Let's start with the following import:
From lxml import Htmlimport requests
Next we'll use Requests.get to get our data from the Web page, parse it using the HTML module, and save the results to the tree.
page = Requests.get (' http://econpy.pythonanywhere.com/ex/001.html ') tree = html.fromstring (page.text)
Tree now contains the entire HTML file into an elegant tree structure, and we can access it in two ways: XPath and CSS selector. In this example, we will choose the former.
XPath is a way of locating information in a structured document, such as HTML or XML. A nice introduction to XPath, see W3Schools.
There are many tools available to get XPath for an element, such as Firefox's Firebug or Chrome's inspector. If you use chrome, you can right-click the element, select ' Inspect element ', highlight the code, right-click again, and select ' Copy XPath '.
After a quick analysis, we see that the data in the page is stored in two elements, one is the title ' Buyer-name ' p, and the other class is ' Item-price ' span:
<p title= "Buyer-name" >carson busses</p><span class= "Item-price" >$29.95</span>
Knowing this, we can create the correct XPath query and use lxml's XPath function, like this:
#这将创建buyers的列表: Buyers = Tree.xpath ('//p[@title = "Buyer-name"]/text () ') #这将创建prices的列表: Prices = Tree.xpath ('//span[@ class= "Item-price"]/text () ')
Let's see what we Got:
print ' buyers: ', buyersprint ' prices: ', pricesbuyers: [' Carson busses ', ' Earl E. Byrd ', ' Patty cakes ', ' Derri Anne Connec ' Ticut ', ' Moe Dess ', ' Leda doggslife ', ' Dan druff ', ' Al Fresco ', ' Ido Hoe ', ' Howie Kisses ', ' Len Lease ', ' Phil meup ', ' Ira Pe NT ', ' Ben D. Rules ', ' Ave sectomy ', ' Gary shattire ', ' Bobbi soks ', ' Sheila Takya ', ' Rose Tattoo ', ' Moe tell ']prices: [' $29. 95 ', ' $8.37 ', ' $15.26 ', ' $19.25 ', ' $19.25 ', ' $13.99 ', ' $31.57 ', ' $8.49 ', ' $14.47 ', ' $15.86 ', ' $11.11 ', ' $15.98 ', ' $16.27 ', ' $7.50 ', ' $50.85 ', ' $14.26 ', ' $5.68 ', ' $15.00 ', ' $114.07 ', ' $10.09 '
Congratulations! We've managed to grab all the data we want from a Web page through lxml and request.
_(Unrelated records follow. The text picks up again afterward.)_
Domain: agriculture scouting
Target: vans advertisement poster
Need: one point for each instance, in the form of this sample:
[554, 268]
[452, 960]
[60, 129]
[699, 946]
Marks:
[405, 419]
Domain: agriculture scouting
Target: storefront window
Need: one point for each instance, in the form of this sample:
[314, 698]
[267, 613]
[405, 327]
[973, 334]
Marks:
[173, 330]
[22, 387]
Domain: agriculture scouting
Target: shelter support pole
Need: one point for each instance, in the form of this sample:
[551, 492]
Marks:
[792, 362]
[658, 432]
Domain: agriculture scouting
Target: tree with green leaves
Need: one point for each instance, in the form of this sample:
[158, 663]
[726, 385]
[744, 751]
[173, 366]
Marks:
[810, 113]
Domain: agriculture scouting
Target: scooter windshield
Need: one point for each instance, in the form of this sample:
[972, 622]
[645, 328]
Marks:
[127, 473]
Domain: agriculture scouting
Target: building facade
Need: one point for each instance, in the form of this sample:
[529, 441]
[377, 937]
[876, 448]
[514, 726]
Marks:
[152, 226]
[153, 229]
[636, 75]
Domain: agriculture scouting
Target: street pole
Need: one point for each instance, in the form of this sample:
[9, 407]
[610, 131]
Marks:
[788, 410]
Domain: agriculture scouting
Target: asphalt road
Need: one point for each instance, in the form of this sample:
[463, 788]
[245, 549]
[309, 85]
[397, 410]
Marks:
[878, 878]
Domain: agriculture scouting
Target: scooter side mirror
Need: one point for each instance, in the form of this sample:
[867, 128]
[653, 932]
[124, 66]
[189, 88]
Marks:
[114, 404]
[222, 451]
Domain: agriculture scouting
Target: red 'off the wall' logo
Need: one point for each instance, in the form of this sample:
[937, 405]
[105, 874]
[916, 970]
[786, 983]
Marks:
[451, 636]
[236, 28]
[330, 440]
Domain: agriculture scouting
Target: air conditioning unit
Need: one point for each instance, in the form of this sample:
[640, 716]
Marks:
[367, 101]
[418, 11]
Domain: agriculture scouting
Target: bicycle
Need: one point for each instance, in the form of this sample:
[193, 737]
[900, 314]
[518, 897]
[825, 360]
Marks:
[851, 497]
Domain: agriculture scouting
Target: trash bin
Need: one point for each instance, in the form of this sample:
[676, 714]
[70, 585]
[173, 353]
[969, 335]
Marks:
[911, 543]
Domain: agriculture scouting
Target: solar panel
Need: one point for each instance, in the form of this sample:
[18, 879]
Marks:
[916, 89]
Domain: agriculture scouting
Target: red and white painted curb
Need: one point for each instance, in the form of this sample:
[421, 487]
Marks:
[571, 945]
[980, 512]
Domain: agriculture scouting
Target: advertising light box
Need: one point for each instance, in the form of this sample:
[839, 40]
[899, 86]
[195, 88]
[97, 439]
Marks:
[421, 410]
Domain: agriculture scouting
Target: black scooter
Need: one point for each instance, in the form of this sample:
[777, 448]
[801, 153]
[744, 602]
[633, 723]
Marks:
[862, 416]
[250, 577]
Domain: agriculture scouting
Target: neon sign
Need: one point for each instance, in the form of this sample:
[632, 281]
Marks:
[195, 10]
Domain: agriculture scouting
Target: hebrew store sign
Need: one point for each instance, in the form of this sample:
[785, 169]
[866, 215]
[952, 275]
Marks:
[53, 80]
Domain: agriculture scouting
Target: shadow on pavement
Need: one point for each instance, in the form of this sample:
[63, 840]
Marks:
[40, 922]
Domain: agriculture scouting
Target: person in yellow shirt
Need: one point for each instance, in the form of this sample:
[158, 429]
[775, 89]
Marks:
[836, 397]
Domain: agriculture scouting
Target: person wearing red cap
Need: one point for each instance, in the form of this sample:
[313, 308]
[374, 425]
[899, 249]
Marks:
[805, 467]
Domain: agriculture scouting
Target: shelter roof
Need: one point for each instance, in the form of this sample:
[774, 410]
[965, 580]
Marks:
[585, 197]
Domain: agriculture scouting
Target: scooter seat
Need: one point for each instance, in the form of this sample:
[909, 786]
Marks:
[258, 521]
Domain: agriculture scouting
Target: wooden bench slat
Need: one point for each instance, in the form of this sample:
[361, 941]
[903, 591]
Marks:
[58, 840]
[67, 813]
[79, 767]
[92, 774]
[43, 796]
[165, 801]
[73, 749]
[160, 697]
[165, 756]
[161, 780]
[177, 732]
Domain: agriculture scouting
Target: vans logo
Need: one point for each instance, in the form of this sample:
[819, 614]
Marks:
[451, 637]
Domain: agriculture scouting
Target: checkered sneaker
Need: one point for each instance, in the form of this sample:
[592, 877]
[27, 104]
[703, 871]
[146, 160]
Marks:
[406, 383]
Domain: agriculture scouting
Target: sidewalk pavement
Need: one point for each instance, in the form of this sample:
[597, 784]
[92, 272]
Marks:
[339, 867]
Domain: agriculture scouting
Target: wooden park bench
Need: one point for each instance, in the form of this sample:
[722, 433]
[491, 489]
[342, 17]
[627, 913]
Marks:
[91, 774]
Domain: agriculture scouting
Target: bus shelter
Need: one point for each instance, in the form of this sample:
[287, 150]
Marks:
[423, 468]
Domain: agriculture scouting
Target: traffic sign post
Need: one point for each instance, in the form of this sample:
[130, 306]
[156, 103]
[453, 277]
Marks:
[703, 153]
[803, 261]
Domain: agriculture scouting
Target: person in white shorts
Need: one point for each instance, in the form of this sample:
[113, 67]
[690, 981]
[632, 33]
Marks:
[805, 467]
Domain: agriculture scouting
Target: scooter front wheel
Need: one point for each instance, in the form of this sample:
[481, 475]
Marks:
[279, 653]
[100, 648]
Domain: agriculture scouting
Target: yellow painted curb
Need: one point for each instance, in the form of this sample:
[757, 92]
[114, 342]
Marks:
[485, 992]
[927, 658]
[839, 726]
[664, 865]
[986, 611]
We present them in memory in the form of a list. Now we can do all sorts of cool things with it: we can use Python to analyze it, or we can save it as a file and share it with the world.
We can consider some cooler ideas: Modify the script to traverse the remaining pages in the sample dataset, or use multithreading to rewrite the app to speed it up.